The £70 million was neither borrowed nor spent; Ward, after 18 ineffectual months, died; the depression fell with unremitting severity. The United M.P.s, many of them parliamentary novices, yielded to the demands which had been heard since the war that the “respectable” parties, Liberal and Reform, should unite against the social revolution manifested (so it could still be held) by the Labour Party. The example of Great Britain, where Ramsay Macdonald's National Government was formed in 1931, was infectious. In the same year the two New Zealand parties joined in what they expected to be no more than a temporary coalition necessitated by economic emergency. All efforts were to be directed, as they had been in wartime, against the enemy, less palpable than the Germans but as deadly; the rescue operation completed, the two parties could resume their separate existence. So it did not happen; neither Reform nor Liberal-United was to survive the merger; from its ashes emerged a hesitant phoenix, the National Party of 1936.

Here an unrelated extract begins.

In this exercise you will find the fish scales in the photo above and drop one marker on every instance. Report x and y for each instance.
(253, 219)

This decade of the 1920s was not an inspiring one. There were few able leaders, and even the ablest were unlucky: for example, Coates, who campaigned himself into an untenable position in 1925, or Henry Holland, the gifted, humane, though bitter leader of parliamentary Labour, plunged into gloom as one adverse election followed another. Ward, a great man from the past, would stand higher if his last years had not been marred by the fiasco which followed on the election of 1928. Nor did the coalition of 1931 bring men of the first flight into control at a time of peril. The Prime Minister from 1931 to 1935, George Forbes, was honest and painstaking, but little more can be said; the competent Minister of Finance (up to 1933), W. Downie Stewart, was hamstrung by an obdurate fidelity to the doctrines of laissez faire; the most able leader, Coates, dominant in economic policy after Stewart's resignation, came too late to full authority, and in the event proved insufficiently flexible. On the Labour side, Holland declined steadily until his death in 1933, but others were at last reacting with the vigour and determination demanded by the times; such leaders as Walter Nash and Peter Fraser were to transfer this vigour from protest to reconstruction after 1935. The troubles of the twenties and the slump of the early thirties caught New Zealanders unprepared; leaders and country alike had matured in prosperity; adversity had to hit hard and long before men gave up waiting for a miracle.